Благая мысль покаяния недолго удержалась в душе его. Условия покаяния ужаснули его: вмиг представилась ему необходимость оставить всякий путь неправды и суеты и жить праведно; подеять все подвиги и труды покаяния, отречься от самого себя, подражать святым, — дыхание у него спёрло, холод пробежал по жилам, — ещё миг: и уже в глазах его играло сияние гетманской булавы, — кругом его паны, графы, бояре, — вот он беседует с королями — всё перед ним благоговеет — Любонька его всех принимает как царица, а сама такая важная! И говорит: «Мой Василий Леонтьевич — гетман, друг московского царя?»
Он начал успокаиваться, и мысли его остановились на славе гетмана.
— Да, если бы и я был гетманом... и я был бы в славе и почестях у царя и бояр. Даст Бог, Мазепа пойдёт на тот свет, и булава его будет в моих руках...
В беседку вбежала Мотрёнька; ей было тогда двенадцать лет: но уже необыкновенная красота лица её поражала всякого; мать и отец были от неё без ума.
Каждый день, а иногда и несколько раз на дню, мать сама расчёсывала чёрные, как смоль, густые волосы на голове Мотрёньки, приглаживала прелестные, тонкие дуги её соболиных тёмных бровей, целовала карие её очи, розовые губки, любовалась ею и не могла налюбоваться.
Мотрёнька и Василий Леонтьевич вышли из беседки в дом к приехавшим гостям, и дорогою разговаривали:
— Хотя бы ты, доню моя, моё сокровище, была гетманшею и то бы моё счастие!
— Гетманшею, пано?
— Да, серденько моё, гетманшей, я бы ручку твою целовал!
— Буду, пано, буду?.. Дай я тебя поцелую?
Мотрёнька бросилась на шею отца, обняла его своими ручонками и поцеловала.
— Твоя сестра Анюта счастлива, пошли Господь тебе ещё большаго!..
— Я люблю тебя, пано!
— Добре, душко!
Утром на другой день Любовь Фёдоровна вошла в комнату Мотрёньки, которая беспечно спала, — перекрестила её три раза, поцеловала глазки, губки и сказала:
— Вставай скорее, Мотрёнька, поедем в Бахмач к крестному отцу твоему.

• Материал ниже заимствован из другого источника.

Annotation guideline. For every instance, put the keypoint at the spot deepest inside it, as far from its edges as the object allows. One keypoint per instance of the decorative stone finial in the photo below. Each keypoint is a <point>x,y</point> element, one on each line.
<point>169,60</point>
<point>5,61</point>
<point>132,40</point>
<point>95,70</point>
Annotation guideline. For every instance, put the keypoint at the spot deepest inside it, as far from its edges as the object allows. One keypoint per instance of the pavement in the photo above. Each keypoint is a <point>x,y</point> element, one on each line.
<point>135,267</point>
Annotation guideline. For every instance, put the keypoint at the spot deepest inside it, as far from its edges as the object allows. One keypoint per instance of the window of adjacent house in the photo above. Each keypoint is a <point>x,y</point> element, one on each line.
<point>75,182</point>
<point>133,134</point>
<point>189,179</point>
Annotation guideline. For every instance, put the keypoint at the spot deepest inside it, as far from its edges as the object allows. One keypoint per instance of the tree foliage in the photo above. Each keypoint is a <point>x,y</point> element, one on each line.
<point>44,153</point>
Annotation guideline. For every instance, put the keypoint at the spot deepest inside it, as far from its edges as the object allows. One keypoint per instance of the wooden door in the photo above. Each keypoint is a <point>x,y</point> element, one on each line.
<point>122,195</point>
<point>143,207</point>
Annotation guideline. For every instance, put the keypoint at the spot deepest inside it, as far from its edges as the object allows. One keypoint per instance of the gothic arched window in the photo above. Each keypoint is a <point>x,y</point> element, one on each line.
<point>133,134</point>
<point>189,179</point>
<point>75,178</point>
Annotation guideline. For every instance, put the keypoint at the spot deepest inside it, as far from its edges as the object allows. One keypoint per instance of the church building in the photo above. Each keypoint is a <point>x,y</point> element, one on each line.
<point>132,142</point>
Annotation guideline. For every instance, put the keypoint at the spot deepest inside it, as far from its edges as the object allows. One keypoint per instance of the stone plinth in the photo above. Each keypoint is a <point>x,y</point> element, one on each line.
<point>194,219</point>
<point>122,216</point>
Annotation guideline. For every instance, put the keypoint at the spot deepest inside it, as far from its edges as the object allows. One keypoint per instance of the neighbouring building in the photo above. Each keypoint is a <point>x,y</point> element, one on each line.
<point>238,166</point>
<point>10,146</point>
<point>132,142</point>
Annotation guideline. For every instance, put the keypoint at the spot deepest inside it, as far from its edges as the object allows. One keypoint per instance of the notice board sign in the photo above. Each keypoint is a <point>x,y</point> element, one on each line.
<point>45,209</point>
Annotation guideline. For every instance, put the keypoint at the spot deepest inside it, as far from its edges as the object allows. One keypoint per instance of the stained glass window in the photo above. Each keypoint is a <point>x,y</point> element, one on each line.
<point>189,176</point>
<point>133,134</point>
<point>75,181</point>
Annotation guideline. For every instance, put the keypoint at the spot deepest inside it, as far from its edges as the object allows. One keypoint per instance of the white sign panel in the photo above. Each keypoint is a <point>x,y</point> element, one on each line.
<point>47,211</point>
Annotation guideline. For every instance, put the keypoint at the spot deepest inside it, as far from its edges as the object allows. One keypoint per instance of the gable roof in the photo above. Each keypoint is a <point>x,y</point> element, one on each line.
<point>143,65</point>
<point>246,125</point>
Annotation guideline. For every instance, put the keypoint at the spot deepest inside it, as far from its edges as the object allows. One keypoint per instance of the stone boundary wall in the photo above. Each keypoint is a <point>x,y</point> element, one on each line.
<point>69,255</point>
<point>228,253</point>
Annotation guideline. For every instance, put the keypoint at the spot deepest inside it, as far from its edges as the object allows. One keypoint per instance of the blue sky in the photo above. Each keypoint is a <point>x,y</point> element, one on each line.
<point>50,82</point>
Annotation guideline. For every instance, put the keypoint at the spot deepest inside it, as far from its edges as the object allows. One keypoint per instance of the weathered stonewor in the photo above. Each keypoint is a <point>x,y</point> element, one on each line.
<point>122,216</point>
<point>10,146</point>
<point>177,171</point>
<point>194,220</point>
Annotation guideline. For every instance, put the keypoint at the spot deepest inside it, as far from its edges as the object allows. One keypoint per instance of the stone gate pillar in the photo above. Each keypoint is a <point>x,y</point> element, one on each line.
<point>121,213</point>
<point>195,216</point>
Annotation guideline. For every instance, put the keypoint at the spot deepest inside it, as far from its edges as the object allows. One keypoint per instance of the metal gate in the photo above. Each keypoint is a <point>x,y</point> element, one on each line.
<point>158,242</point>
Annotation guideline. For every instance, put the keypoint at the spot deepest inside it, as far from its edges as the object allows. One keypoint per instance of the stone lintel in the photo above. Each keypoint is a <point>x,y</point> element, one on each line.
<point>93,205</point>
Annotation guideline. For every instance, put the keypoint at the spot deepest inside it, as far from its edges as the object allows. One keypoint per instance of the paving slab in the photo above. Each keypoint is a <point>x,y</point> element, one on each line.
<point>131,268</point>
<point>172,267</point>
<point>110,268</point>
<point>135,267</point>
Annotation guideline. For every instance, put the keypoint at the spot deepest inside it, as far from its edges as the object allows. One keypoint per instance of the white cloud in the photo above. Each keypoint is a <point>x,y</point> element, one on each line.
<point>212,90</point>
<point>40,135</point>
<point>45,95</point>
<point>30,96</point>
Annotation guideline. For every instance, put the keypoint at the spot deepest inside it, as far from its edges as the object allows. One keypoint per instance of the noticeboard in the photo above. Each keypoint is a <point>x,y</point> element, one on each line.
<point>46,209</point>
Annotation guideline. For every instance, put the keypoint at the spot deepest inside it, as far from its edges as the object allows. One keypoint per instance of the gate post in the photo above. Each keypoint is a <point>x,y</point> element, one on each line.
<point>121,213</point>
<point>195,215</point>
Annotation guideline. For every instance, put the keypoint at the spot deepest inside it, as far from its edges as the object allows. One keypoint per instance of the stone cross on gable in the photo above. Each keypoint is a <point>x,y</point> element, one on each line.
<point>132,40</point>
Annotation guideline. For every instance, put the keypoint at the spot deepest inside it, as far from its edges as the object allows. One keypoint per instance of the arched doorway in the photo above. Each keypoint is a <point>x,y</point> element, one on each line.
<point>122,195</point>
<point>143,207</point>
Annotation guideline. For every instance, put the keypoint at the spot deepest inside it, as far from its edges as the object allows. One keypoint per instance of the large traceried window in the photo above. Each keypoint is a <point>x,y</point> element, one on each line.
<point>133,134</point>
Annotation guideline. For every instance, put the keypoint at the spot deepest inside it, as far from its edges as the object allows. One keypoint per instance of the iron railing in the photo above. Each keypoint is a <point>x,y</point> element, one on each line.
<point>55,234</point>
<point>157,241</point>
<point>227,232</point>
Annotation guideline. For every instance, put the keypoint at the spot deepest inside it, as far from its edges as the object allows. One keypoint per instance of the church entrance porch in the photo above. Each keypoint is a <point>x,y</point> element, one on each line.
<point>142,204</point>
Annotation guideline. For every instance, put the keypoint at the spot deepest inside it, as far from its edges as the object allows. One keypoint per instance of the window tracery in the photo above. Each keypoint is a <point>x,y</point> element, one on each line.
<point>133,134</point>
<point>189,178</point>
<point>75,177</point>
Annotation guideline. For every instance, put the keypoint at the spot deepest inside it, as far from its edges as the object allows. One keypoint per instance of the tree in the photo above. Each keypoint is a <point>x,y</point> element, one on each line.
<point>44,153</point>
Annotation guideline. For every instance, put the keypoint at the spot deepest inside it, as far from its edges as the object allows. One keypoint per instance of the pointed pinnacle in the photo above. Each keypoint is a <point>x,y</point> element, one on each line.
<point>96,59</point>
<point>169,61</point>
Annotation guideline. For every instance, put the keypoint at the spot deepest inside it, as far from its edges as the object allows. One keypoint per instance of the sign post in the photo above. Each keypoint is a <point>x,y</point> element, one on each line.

Мотрёнька быстро приподнялась, перекрестилась, и в ту же минуту начала одеваться. Для неё не было радостнее того дня, в который она ездила к крестному отцу в Бахмачь, или когда сам Мазепа приезжал в дом её отца Иван Степанович любил свою крестницу, как доброе, послушное и умное дитя, любил и потому, что Мотрёнька была привлекательной наружности. Всякий раз, когда Мазепа приезжал к Кочубею, привозил крестнице разные лакомства, игрушки и другие подарки, когда же привозили её в Бахмач, Иван Степанович ничего уже не жалел для неё и нередко делал ей весьма значительные подарки. И поэтому-то Василий Леонтиевич и Любовь Фёдоровна считали себе за непременный долг, всякий раз, когда ездили в Бахмач и в Батурин, к гетману, привозить и Мотрёньку.